Sakae Tamura (photographer)

Sakae Tamura (photographer)

Sakae Tamura (田村 榮, Tamura Sakae?, September 17, 1906 - July 22, 1987) was a Japanese photographer, prominent in the years before the war.

Born in Ōtsu, Shiga Prefecture, Tamura graduated from the Tokyo College of Photography (東京写真専門学校, Tōkyō Shashin Senmon Gakkō; now Tokyo Polytechnic University) and entered Oriental (オリエンタル写真工, Orientaru Shashin Kōgyō) in 1928 and became editor of Photo Times. He was an active contributor to the magazine Geijutsu Shashin Kenkyū and in the group Nihon Kōga Kyōkai (日本光画協会), created in 1928 and related to Nihon Kōga Geijutsu Kyōkai (日本光画芸術協会). He was a leading figure in the New Photography Research Society (新興写真研究会, Shinkō Shashin Kenkyūkai), formed in 1930.

Tamura's work was influenced both by pictorialism and by New Photography.
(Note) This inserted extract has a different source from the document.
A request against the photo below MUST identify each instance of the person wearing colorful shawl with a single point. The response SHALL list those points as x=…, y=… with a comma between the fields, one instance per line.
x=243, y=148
Tamura is particularly known for his portraits, and Shiroi hana (白い花, White flower, 1931) is the best known of these and widely anthologized. Okatsuka says that it expresses a certain lyricism but “displays a more sophisticated sense of maturity” than the works of his contemporaries Masataka Takayama and Jun Watanabe.